# 2009 VW CC - Intake Manifold Flap Broken - $3K in Repairs



## CheffyRedux (Sep 10, 2012)

Hey all, new to the forum, looking for some opinions on an issue with my 2009 CC. Have owned the car from Day 1, no significant issues of any kind until now. Currently has 83K miles.

Last week, when I started the car, I felt the engine struggling to maintain it's idle RPMs, almost as if the engine was choking. Check Engine Light is blinking. Immediately turn the car off. Wait a few minutes, turn it on again, same thing. I decide there's no way I'm driving it, so I have the car towed to the closest VW/AUDI dealer.

After dealer checks out the car, he tells me that I have extensive engine damage, including substantial cracks and leaking. Here's a summary of the estimate for repair:


Intake Manifold Flap broken-$973.50+tax to replace manifold and gasket
Throttle Body will not take adaption-$686.80+tax
Fuel injectors leaking-$968.00+tax-replace 4 injectors
Spark plugs fouled-$188.00+tax-replace 4 spark plugs


In short, a whopping *$3,000* in parts, labor and tax. No extended warranty on the car, so no coverage.

I am perplexed at how such extensive damage could go unnoticed and leave me to such an end state. The Check Engine Light was not on at any point prior, I have seen no evidence of leaks in my driveway, car performance was not affected. 

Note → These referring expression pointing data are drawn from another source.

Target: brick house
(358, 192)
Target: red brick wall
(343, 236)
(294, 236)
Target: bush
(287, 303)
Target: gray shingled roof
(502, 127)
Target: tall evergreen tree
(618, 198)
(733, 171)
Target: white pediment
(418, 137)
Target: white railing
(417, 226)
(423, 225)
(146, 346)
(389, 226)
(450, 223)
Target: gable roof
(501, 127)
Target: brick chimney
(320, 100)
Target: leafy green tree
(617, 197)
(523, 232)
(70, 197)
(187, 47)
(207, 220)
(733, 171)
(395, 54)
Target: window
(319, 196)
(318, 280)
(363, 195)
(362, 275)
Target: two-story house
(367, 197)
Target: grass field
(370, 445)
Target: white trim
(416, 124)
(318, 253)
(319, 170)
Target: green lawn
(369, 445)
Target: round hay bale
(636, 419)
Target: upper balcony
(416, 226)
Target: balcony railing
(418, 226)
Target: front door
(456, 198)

I believe a 5 year old car VW engineered car with 83K miles should never have such extensive damage at one time, certainly not without any indication of an issue, and I expect VW to take some responsibility in what I see as a manufacturing defect, extended warranty or not. 

Curious as to everyone's opinion, or if you have been in a similar situation with inexplicable damage and how you managed it. I've also attached the invoice of the work completed with some more details. 

Look forward to your feedback.


----------



## metaldisc (Aug 16, 2012)

Fix the car
Sell it
Buy a Japanese car
Lesson learnt
Me banned from this site :laugh:


We had our 2009 CC intake manifold go bad a few weeks back and I limped to the dealership. Didn't cause any engine damage. Luckily we were just under the 60k mile drive train warranty.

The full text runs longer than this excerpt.